As the public continued to respond to the national campaign with “general apathy,” however, health officials redoubled their efforts to publicize measles’ “dramatic aspects,” and states began passing laws requiring the vaccine for schoolchildren. Within just over a decade, the country saw an all-time low of measles cases — and the disease had solidly acquired its new reputation as a deadly infection worthy of prevention at any cost.
We used to think mumps and chickenpox were ‘mild’ too
In the decades that followed the introduction of the measles vaccine, vaccine makers and health officials duplicated this approach with one new vaccine after another.
Mumps, often the butt of jokes in its pre-vaccine days, was no laughing matter within a decade of its vaccine’s introduction in 1967. Hepatitis B was considered an obscure infection of little import to most Americans when its vaccine first came out in 1981, but soon after it evolved into a “cousin” of AIDS known for lurking in nail salons, piercing parlors and playgrounds.
Since the development of the chickenpox vaccine in the 1990s, the virus has been transformed in the public imagination from an innocuous if uncomfortable rite of childhood to a highly contagious infection that can cause pneumonia, sepsis and sometimes death. And in just the last decade, human papillomavirus (HPV) has morphed from a little-known sexually transmitted infection to a widely known cause of multiple forms of cancer. Each of these transformations in perception was triggered by a new vaccine.
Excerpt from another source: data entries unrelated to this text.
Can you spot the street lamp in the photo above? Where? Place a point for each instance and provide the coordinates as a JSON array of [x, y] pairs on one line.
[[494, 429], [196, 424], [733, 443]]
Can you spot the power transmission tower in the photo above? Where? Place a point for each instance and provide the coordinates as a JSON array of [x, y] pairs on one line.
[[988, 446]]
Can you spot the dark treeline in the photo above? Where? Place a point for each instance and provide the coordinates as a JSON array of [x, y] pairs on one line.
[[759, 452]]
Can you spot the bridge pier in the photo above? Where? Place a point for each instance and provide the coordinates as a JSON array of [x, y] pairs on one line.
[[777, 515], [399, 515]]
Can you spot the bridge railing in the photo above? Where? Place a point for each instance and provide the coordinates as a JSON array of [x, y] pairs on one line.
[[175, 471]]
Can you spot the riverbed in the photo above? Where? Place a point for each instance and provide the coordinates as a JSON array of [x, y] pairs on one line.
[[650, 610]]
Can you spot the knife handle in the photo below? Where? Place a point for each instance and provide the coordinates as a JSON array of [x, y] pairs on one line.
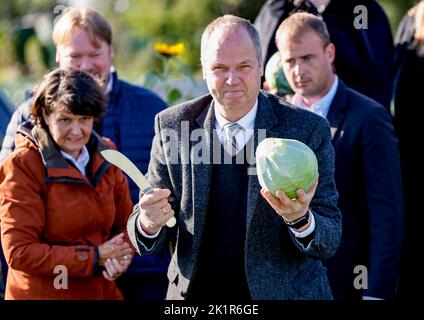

Each new vaccine invited deliberation on how it should be used. That, in turn, focused increased scientific attention on the disease. Often, as federal health officials and other scientists accumulated new information about the disease’s risks and complications, the vaccine maker did its part to market its vaccine. As talk of each disease and its more dramatic aspects spread, public and scientific perception of the disease gradually transformed.
In this country, high vaccination rates rest on a consensus about the diseases prevented by vaccines. When doctors, health officials and, in particular, parents view a disease as serious, they view its vaccine as one worth getting.
The recent increase in the number of philosophical objectors to measles vaccine shows that historical consensus about the disease itself has eroded in recent years. But history also shows that one surefire route to consensus about a disease is fear of that disease. And fear often spreads like wildfire during disease outbreaks, much like what is happening once again now with measles.